Heute fällt das Pressekorps des Weißen Hauses in Mainz ein. Ist es zu willfährig, naiv und unkritisch? Sind die Star-Journalisten Amerikas zu Sprachrohren der Regierung geworden? Den Präsidenten begleiten sie auf Schritt und Tritt. Doch die Skandale enthüllen andere. Das hat Gründe. Die „White-House-Reporter“ verstehen sich nicht in erster Linie als Enthüller, sondern als Faktensammler, die durch geschicktes Fragen die Regierung unter Erklärungsdruck setzen. Sie üben sich nicht im ideologischen Pingpong – „wie konnten Sie es wagen, den Irak anzugreifen“. Statt dessen suchen sie nach Informationen – „wann fiel der Entschluss, wer wurde wann informiert“.

Das Prestige dieses Presseklüngels ist immer noch hoch. Das Gehalt ist üppig, die Karriere gesichert. Was im Fernsehen nie gezeigt wird, ist der Kontrast: Vorne steht, vor einem blauen Samtvorhang, der Sprecher des Weißen Hauses oder der Sicherheitsberater. Zu deren Füßen sitzen in einem niedrigen, dunklen Raum auf verranzten Klappstühlen die Reporter. An den Seitenwänden stehen Mülleimer, die meist voll mit Pappbechern sind. Im Hintergrund surrt der riesige Kaffee-Apparat. Die Atmosphäre hat den Charme eines Kinos nach dem zweiten von vier Filmen der „langen Gruselnacht“.

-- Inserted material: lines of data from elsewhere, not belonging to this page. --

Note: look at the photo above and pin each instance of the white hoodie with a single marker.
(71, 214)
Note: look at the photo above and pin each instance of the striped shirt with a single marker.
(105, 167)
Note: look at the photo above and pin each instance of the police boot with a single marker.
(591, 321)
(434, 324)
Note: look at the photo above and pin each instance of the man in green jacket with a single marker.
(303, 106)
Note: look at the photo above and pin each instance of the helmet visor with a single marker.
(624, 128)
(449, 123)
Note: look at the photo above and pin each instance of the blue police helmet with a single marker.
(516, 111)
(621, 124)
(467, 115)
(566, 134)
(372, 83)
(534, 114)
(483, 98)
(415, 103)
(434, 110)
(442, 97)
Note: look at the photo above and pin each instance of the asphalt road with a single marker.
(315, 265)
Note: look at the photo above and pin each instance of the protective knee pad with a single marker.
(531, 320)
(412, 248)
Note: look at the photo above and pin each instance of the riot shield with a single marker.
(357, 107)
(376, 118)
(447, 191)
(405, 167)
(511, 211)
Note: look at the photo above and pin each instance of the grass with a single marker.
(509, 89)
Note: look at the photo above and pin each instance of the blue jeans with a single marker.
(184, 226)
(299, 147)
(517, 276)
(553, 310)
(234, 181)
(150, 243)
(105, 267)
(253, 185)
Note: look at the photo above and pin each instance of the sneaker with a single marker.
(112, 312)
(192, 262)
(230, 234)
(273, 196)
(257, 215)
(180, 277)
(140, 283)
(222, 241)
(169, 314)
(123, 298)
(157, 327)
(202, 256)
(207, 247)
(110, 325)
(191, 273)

In den Privilegienclub aufgenommen zu werden, ist schwer. An etwa zwei Dutzend Reporter werden Tagesausweise verteilt. Um solche hatte sich auch Guckert, alias Gannon, beworben. Das Prozedere für Tagesausweise ist relativ unkompliziert. Geprüft werden Name, Sozialversicherungsnummer, Geburtsdatum, dann entscheidet ein Presse-Mitarbeiter des Weißen Hauses. Höchst begehrt dagegen ist der „hard pass“. Er erlaubt regelmäßigen Zutritt. Wer sich um einen „hard pass“ bewirbt, wird vom Secret Service und dem FBI genauestens überprüft. Wer es geschafft hat, gehört dazu. Er hat die Ehre, eventuell dem Präsidenten bei einer live übertragenen Pressekonferenz eine Frage stellen zu dürfen. Und der weiß, wen er drannimmt – auch heute wieder in Mainz. Alle anderen sind Statisten.